ARTIFICIAL MODE OF SPAWNING.
“How about the streams from which the eggs are brought?” I asked. “Does this robbery of the spawn not injure them?”
“Oh, no; we find that it makes no difference whatever. The fish are so enormously fecund that the eggs can be got in any quantity, and no difference be felt in the parent waters; what we obtain here are a mere percentage of the grand totals deposited by the fish.”
Of course, as the operations are pursued over a large district of two countries, no immediate difference will be felt; but how if these Huningue explorateurs go on for years taking away tens of thousands of eggs?
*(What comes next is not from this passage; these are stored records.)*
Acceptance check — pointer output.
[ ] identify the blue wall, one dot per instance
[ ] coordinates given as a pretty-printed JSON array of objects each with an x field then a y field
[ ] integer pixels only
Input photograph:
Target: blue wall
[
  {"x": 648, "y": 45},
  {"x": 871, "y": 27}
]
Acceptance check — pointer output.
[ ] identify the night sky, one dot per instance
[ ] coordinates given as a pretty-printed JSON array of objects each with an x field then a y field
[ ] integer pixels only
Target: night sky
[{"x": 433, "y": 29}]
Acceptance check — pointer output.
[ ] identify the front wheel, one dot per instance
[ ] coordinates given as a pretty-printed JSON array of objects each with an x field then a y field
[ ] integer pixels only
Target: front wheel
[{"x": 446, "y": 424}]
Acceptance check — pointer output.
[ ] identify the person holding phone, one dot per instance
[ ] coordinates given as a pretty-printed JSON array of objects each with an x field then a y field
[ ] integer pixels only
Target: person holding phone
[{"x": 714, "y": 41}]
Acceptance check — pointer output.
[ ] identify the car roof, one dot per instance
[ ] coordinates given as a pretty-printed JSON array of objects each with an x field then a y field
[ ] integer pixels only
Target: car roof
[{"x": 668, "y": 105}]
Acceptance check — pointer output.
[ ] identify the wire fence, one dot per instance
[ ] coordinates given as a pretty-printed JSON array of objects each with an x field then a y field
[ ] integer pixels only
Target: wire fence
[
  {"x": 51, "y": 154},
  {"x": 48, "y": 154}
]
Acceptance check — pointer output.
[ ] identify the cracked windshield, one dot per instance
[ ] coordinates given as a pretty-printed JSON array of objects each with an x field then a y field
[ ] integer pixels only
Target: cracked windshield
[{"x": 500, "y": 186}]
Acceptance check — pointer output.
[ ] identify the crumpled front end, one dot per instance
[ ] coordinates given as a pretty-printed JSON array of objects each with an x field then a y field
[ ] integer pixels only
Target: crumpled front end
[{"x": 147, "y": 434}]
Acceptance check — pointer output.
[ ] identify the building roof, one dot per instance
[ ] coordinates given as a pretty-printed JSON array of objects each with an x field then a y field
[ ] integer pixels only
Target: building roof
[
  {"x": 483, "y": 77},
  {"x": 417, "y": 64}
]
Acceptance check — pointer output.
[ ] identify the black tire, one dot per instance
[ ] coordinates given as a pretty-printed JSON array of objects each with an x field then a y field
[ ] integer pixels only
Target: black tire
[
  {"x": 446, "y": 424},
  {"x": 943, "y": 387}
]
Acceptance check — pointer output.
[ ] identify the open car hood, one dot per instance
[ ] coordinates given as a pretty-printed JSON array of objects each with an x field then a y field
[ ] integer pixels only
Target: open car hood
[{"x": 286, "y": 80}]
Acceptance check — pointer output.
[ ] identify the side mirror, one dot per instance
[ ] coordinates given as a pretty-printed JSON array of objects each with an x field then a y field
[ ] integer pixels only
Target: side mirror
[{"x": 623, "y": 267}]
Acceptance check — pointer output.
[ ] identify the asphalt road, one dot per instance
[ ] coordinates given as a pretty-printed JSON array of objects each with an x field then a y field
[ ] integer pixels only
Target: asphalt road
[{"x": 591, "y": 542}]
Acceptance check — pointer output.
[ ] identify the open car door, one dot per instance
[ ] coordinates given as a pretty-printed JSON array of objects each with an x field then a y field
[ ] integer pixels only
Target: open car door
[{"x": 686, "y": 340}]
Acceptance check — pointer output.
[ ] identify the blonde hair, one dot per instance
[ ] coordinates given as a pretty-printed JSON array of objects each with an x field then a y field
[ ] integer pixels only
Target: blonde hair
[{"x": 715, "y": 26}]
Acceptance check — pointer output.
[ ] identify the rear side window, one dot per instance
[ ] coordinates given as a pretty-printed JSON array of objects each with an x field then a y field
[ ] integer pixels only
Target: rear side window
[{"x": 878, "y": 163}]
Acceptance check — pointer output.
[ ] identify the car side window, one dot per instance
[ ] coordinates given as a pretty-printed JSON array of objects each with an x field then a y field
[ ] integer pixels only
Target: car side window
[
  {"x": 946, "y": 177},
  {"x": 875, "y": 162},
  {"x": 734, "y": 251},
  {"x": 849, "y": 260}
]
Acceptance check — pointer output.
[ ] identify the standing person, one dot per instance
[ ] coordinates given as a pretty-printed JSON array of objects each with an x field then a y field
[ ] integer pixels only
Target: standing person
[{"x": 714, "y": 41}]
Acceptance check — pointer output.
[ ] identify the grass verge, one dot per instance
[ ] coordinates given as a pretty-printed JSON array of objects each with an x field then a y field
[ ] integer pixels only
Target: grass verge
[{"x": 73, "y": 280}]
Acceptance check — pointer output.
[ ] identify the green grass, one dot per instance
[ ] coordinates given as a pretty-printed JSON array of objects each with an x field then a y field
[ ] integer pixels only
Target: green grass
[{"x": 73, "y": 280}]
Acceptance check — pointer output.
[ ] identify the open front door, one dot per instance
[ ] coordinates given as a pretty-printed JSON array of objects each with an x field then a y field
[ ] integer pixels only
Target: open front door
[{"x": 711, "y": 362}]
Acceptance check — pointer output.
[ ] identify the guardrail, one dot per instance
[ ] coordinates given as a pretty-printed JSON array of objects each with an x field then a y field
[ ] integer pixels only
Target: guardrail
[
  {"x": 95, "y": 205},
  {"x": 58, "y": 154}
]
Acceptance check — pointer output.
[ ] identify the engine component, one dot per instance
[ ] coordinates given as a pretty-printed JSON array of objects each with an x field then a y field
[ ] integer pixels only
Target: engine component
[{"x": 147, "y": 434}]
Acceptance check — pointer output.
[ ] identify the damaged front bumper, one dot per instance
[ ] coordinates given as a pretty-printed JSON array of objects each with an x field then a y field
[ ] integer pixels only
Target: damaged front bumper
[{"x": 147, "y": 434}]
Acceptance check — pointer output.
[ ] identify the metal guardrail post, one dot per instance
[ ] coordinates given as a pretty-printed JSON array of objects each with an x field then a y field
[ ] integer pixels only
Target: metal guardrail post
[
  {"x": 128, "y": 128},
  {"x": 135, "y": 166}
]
Will that not ultimately prove a case of robbing Peter to pay Paul? I know full well that all kinds of fish are enormously prolific, and the reader would see from the figures given in a former section that it is so; but suppose a river, with the breeding power of the Tay, was annually robbed of a few million eggs, the result must some day be a slight difference in the productive power of the water. I would like to know with exactitude if, while the waters of France are being replenished, the rivers in Switzerland and Germany are not beginning to be in their turn impoverished? It surely stands to reason that if the impoverishment of streams resulting from natural causes be aided by the carrying away of the eggs by zealous explorateurs, they must become in a short time almost totally barren of fish. The best plan, in my opinion, is for each river to have its own breeding-ponds on the plan of those of Stormontfield on the river Tay which I will by and by describe.[1]